RBB is the public broadcaster for the area of Berlin and Brandenburg in Germany.
A storyboard helps us capture the motivations of different individual users when viewing different chapters of one news show. Our LinkedTV scenarios description document (D6.1) lists all our scenario storyboards.
Peter (65), is very much interested in regional politics, economy, and history. He uses the service at home and in “TV-only” mode, so he only uses the TV Remote Control (RC) to interact.
Ralph (19) is a young carpenter who is interested in things as different as architecture, sports, hiking and modern communication technologies. He watches the news on TV and navigates extra content with the RC, but when his girlfriend Cindy (18) joins him on the sofa, Ralph grabs his tablet to interact with the service so that Cindy can watch the news undisturbed.

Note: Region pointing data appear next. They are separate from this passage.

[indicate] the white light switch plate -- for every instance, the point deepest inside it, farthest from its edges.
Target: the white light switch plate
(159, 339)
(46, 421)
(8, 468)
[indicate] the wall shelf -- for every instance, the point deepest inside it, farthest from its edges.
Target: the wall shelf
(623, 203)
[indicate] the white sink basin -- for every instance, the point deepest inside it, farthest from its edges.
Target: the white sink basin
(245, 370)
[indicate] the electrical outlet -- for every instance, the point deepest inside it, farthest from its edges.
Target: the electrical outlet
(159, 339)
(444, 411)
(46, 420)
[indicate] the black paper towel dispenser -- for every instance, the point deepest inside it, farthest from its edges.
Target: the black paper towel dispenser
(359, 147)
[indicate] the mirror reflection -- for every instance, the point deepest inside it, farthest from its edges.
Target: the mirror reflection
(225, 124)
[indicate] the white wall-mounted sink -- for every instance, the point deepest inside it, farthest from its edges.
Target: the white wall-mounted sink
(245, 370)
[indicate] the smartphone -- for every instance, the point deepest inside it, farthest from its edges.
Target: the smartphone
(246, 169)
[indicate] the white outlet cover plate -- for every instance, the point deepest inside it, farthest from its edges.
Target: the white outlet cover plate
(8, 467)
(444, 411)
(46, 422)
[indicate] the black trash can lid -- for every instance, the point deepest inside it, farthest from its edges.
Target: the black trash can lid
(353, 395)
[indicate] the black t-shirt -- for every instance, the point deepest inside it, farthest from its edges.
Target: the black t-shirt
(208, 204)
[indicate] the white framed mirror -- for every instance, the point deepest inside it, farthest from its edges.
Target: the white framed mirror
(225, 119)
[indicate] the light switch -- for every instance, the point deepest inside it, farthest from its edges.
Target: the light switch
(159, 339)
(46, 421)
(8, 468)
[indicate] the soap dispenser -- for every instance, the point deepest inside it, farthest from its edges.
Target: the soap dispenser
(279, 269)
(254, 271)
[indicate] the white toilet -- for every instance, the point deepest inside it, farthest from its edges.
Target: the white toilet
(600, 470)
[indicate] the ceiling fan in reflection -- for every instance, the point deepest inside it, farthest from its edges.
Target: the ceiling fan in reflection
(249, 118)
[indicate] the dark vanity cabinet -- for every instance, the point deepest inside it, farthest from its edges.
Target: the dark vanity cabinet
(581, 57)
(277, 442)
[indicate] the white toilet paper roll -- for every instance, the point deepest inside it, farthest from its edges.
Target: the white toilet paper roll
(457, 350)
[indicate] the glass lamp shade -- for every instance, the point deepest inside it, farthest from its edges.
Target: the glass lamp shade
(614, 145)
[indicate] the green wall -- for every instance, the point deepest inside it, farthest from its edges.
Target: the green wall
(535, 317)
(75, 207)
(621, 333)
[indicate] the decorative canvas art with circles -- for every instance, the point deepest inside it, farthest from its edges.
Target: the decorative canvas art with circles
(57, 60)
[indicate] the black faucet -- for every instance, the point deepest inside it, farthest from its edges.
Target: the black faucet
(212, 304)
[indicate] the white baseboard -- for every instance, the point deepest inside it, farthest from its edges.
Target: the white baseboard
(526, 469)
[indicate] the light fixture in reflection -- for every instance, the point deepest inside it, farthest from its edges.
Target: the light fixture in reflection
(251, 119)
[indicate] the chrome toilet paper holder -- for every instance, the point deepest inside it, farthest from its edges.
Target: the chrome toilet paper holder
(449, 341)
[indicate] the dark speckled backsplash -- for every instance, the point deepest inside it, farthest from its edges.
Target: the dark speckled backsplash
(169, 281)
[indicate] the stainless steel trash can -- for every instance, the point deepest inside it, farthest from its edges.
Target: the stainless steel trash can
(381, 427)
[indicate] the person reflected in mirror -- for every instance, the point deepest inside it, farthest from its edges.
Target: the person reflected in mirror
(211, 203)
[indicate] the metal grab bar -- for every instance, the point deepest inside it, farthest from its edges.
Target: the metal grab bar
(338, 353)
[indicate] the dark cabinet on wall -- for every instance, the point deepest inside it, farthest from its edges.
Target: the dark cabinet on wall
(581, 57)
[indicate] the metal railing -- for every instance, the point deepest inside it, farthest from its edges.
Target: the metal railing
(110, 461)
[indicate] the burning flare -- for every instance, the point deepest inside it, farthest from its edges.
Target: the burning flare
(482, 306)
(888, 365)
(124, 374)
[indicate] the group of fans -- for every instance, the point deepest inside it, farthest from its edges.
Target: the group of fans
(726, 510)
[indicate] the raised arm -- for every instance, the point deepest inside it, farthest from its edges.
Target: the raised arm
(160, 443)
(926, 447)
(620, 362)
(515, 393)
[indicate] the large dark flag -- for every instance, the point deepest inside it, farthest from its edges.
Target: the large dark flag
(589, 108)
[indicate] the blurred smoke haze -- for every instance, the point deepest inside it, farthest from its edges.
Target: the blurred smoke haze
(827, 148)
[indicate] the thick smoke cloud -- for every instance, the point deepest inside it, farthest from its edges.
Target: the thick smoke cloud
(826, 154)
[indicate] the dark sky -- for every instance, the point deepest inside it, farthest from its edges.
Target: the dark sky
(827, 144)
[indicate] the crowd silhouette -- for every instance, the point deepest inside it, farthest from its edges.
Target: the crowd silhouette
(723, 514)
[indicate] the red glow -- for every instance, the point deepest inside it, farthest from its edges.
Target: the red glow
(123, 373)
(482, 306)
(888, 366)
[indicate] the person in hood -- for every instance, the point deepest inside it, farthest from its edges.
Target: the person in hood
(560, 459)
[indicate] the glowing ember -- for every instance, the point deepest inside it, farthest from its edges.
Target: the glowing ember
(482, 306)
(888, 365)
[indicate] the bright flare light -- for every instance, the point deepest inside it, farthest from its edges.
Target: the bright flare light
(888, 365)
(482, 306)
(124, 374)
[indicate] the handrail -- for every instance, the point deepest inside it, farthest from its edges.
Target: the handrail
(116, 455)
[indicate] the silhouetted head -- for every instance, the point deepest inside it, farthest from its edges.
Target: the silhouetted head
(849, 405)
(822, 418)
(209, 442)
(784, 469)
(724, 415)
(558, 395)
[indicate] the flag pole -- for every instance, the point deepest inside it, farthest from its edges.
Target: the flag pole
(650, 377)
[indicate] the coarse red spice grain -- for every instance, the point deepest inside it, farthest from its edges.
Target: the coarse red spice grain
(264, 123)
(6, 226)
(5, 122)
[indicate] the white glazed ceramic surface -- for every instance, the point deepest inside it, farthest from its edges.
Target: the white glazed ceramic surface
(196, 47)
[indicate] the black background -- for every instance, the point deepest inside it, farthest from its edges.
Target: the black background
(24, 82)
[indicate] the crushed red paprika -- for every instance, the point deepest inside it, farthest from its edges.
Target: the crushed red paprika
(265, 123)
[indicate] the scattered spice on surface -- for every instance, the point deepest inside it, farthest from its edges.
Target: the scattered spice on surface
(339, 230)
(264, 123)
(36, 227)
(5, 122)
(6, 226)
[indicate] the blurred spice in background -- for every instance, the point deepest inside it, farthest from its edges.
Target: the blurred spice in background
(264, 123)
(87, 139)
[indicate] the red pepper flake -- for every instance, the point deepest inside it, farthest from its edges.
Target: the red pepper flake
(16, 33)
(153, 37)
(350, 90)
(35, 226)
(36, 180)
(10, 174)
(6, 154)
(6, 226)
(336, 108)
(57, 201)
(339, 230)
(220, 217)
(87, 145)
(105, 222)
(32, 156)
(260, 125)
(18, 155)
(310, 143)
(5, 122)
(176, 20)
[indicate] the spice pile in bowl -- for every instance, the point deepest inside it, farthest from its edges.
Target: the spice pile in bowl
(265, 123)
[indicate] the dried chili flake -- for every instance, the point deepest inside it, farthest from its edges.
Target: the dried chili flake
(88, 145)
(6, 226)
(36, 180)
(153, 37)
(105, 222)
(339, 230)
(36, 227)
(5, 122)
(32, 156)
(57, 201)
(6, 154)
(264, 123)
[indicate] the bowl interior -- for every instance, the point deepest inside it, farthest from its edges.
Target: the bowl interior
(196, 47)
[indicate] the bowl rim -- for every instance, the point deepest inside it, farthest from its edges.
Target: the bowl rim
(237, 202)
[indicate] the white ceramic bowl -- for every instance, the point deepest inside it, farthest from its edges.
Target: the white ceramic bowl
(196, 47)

Nina (32) is a young urban mom who is very interested in political, ecological and social aspects of what is going on. She starts using the service with her tablet on the sofa in front of her TV, but when she has to leave the house with the baby she takes her tablet with her to consume more extra information on the go.
Example LinkedTV enrichments
From the storyboards we find specific moments in the seed video where the user’s interest in a concept can be immediately answered via LinkedTV-enabled enrichments of the video. We illustrate the process which identifies a number of concepts that appear in the “RBB aktuell” news show of Thu, 09. Aug 2012 and show screenshots of related information sources.
The concept “Airport BER” is represented by a picture of the main hall of the new terminal. The linked sources are from different content categories, such as politics, architecture, economy, geography, and can be classified as either information or opinion.
This news spot is about the band Silbermond who staged a live show in the famous historical building “Haus des Rundfunks”, the first official radio/broadcasting building in Germany and the home of many important live recordings in a time when music on the radio was often played by a live orchestra.